Andorinha expands the area, against the hypermarkets

Valor Econômico – 09/30/10

While hypermarkets are losing revenue and reducing the sales area to recover profitability, a supermarket almost 20 km from São Paulo downtown live a different reality. In the Horto Florestal´s neighborhood, in the northern region of the capital, Andorinha is in renovation: all the support stores that were in front of the cashiers were removed, making room for the expansion of the sales area from 5.5 to 6.6 square meters.  

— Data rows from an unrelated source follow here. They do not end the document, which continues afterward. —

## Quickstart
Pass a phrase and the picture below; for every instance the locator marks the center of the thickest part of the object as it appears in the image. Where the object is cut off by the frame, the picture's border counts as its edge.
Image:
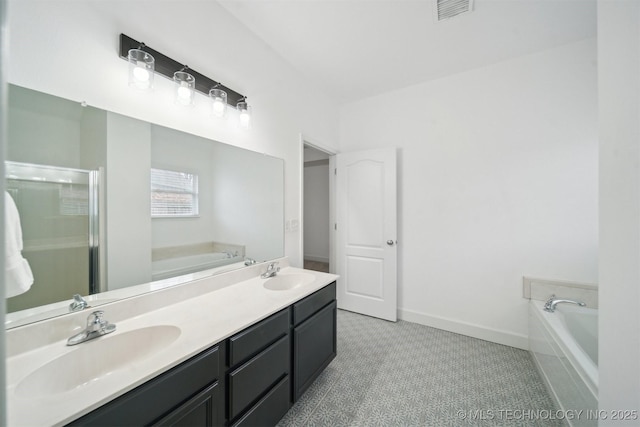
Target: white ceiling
(353, 49)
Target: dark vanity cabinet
(250, 379)
(314, 337)
(259, 372)
(190, 394)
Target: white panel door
(366, 232)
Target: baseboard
(464, 328)
(316, 258)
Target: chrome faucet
(272, 270)
(551, 303)
(96, 327)
(78, 303)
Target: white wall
(497, 179)
(619, 119)
(128, 224)
(77, 44)
(3, 127)
(316, 211)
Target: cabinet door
(314, 347)
(201, 410)
(253, 379)
(152, 400)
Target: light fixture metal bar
(167, 66)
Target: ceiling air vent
(449, 8)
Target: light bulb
(184, 92)
(218, 102)
(141, 67)
(218, 107)
(184, 87)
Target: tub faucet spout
(551, 303)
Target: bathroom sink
(94, 360)
(284, 282)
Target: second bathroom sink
(94, 360)
(284, 281)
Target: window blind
(173, 193)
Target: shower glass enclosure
(58, 210)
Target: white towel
(18, 275)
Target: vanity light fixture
(218, 101)
(168, 67)
(185, 85)
(244, 110)
(141, 66)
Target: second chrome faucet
(96, 327)
(551, 303)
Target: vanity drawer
(270, 409)
(254, 339)
(153, 400)
(252, 379)
(303, 309)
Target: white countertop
(204, 320)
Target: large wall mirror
(110, 206)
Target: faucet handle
(78, 303)
(95, 321)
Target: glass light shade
(244, 111)
(141, 69)
(185, 88)
(218, 102)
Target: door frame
(320, 146)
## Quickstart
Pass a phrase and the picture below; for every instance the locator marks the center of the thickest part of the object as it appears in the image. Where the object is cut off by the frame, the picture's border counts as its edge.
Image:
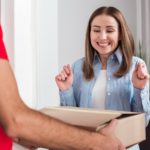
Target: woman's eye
(109, 31)
(96, 30)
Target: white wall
(47, 53)
(73, 17)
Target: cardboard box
(130, 129)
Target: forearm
(21, 122)
(42, 131)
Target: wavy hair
(126, 43)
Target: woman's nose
(103, 35)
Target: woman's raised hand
(140, 76)
(64, 79)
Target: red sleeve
(5, 141)
(3, 53)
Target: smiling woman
(109, 76)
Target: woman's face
(104, 34)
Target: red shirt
(5, 141)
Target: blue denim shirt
(120, 92)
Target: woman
(109, 77)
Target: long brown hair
(126, 43)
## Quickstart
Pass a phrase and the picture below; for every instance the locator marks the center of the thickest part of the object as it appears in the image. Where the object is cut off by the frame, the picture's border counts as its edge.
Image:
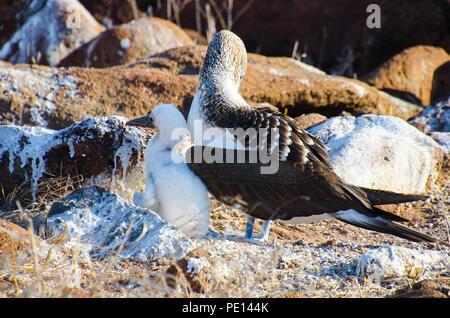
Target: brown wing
(294, 143)
(294, 190)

Until the beginning of 2011, the number of cashiers of Andorinha will jump from 84 to  107 - a standard hypermarket has from 3 to 4 thousand square meters and from 30 to 50 cashiers. And the earnings, which last year was of R$ 234. 9 million (US$ 119.2 million), should reach R$ 300 million (US$ 176.5 million) until December, almost 30% more. What is the secret? "Andorinha is a hypermarket that did not lose the feel of a grocery store of the neighborhood", said Amauri Gouveia, operating director of the company founded by his father in 1974. At that time, the warehouse was under operating in 232 square meters with three cashiers at the same address, between the Vaud street and Parada Pinto avenue.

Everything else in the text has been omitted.